Par4のセカンドでユーティリティを握る場面。「今日は全ホールバーディ狙うわ!」と意気込んだものの、ショットを打ちながら今夜の夕食のことや、週末の予定を考えていたら、気づけばボールは右のバンカーへ。「右プッシュ」で狙った方向とは全く違う場所へ飛んでいく。芯を外した時の手に残る嫌な振動が、気分を台無しにする。
フェードヒッターで低弾道の傾向を持つ女性ゴルファーは、特にユーティリティでボールが上がりづらく、キャリーが出ないという物理的現実に直面しやすい。
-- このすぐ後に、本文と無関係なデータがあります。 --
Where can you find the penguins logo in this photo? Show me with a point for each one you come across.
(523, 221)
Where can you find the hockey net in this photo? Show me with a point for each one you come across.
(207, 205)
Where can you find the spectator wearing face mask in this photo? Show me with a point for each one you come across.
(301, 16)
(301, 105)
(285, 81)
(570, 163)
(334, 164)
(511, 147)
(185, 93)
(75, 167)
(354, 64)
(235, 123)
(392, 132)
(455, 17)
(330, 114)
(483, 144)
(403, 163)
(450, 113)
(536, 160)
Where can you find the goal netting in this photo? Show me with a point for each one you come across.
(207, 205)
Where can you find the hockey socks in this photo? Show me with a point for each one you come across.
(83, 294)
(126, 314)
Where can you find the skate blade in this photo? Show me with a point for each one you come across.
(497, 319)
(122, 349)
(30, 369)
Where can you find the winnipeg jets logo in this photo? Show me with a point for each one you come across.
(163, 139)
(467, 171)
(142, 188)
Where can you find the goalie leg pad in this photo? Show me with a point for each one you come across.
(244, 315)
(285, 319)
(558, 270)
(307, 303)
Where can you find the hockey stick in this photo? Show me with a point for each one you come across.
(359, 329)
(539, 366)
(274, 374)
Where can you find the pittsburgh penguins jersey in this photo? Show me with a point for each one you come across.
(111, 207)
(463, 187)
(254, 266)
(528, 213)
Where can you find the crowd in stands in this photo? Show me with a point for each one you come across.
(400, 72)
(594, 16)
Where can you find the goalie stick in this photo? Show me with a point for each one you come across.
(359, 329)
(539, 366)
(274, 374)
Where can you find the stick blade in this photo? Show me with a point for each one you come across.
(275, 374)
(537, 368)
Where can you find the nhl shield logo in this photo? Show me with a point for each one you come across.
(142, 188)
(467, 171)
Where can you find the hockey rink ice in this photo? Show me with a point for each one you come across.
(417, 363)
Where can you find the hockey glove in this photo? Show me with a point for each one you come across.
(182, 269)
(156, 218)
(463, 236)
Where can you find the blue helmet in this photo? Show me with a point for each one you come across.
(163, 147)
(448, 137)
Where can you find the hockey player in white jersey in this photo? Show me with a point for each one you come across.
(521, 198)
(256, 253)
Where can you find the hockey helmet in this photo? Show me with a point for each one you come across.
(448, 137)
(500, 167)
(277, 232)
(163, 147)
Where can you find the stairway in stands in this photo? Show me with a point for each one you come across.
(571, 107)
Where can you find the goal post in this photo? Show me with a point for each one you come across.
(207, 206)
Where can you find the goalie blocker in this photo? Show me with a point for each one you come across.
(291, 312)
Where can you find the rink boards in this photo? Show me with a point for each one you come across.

インサイドアウト軌道でフェースが開くことで、右にプッシュアウトする「スライス 直し方」を検索する前に、根本的な原因はクラブの入射角がシャローすぎるか、インパクトでロフトが立ちすぎていることにある。風に負けてショートする場面も頻発し、グリーン手前のガードバンカーに吸い込まれる。
「マネジメントや計画性が皆無で、その場のノリと気分だけでクラブを選んでしまう」という弱点が、この距離帯では致命傷となる。MAX飛んだ時の距離を基準にしてしまい、実際のコースでは「番手ごとの正確な自分の飛距離」を把握できていないため、常にクラブ選択のミスと隣り合わせだ。集中力が18ホール持たないため、後半になるとこの傾向はさらに顕著になる。「後半に崩れる」のは、単なる集中力不足ではない。
自由人の直感を信じるなら、その直感を裏付ける客観的なデータが必要だ。練習場で番手ごとの「芯を外した時でも出る距離」を肌で感じ、それを次のラウンドでのクラブ選択の指針とすることで、あなたの「風に乗ってどこまでも飛ばそう!」というゴルフ哲学が、より現実的なものへと進化するだろう。